Santos is now under investigation by local and state officials in New York, and also in his native Brazil, where he was accused of check fraud in 2008, shortly before moving to the United States. It's unclear how he was able to lend himself large sums of money to run a lavishly-funded congressional campaign, since he was sued for minor personal debts at least twice in recent years and the company he claims to work for has no known clients.
Santos also attended Trump's Jan. 6 rally denying the 2020 election and later claimed he "wrote a nice check" to help the rioters with their legal troubles. Though he condemned the riot, he said in an interview with Lara Trump that it "was the most amazing crowd, and the president was at his full awesomeness that day. It was a front-row spectacle for me. And despite everything everybody says, I think Donald Trump will not go away." He also specifically defended the Capitol rioters, saying, "Imagine "breaking into your own house and being charged for trespassing."
Collins, the son of a former congressman, appeared in a campaign video posted to Twitter carrying an assault rifle and falsely claiming that Trump won Georgia in 2020. He has also spoken in defense of the Capitol rioters, comparing them to "political prisoners." Collins, who is set to join the far-right Freedom Caucus, has complained that McCarthy and other establishment Republicans are not conservative enough and has vowed to "make a great teammate" for Greene.
"The time for civility, the time for compromise, that's over with; the time for bipartisanship is done," he said in one campaign ad. "There is no compromising."

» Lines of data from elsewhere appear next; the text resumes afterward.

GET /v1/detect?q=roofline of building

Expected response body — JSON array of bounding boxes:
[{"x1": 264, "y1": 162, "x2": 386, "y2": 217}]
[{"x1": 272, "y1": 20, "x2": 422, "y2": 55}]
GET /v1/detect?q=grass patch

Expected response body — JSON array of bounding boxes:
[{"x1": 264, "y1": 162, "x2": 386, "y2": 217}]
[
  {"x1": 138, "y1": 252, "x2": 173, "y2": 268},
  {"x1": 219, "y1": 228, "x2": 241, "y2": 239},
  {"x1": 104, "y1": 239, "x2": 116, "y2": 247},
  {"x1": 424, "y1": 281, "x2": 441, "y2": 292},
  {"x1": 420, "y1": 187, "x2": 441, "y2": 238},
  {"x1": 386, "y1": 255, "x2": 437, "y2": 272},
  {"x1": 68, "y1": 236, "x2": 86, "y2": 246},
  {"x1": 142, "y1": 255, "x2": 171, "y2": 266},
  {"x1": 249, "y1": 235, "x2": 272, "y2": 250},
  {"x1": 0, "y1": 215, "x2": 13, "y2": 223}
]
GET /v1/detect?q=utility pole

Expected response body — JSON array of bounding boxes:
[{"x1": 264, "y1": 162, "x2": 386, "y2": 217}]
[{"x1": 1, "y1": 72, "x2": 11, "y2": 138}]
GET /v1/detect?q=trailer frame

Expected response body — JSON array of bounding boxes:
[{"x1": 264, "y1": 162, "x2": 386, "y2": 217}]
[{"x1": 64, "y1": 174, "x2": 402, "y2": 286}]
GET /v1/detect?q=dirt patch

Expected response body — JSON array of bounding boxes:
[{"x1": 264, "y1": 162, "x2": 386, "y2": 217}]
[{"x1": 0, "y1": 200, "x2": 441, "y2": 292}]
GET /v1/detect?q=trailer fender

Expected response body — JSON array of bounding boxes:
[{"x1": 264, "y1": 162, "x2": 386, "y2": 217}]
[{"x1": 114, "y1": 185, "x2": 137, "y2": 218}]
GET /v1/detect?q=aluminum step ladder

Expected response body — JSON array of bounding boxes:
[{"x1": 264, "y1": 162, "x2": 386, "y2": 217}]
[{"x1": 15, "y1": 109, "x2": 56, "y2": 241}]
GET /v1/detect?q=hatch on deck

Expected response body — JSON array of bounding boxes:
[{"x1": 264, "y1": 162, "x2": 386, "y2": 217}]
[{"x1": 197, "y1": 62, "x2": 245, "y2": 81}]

Collins' office will reportedly be headed by Brandon Phillips, who resigned in 2016 as Trump's Georgia campaign chief after it was reported that he had been previously arrested for battery. WXIA reported that Phillips had "attacked" a man and slashed his tires, causing "visible bodily harm" and "cuts and bruises to the head and torso," according to police. He was later arrested again after a woman said he pointed a gun at her head after she knocked on his door. Phillips was arrested again last month on a charge of animal cruelty after he allegedly kicked a woman's dog with his boot, causing a cut on the animal's stomach.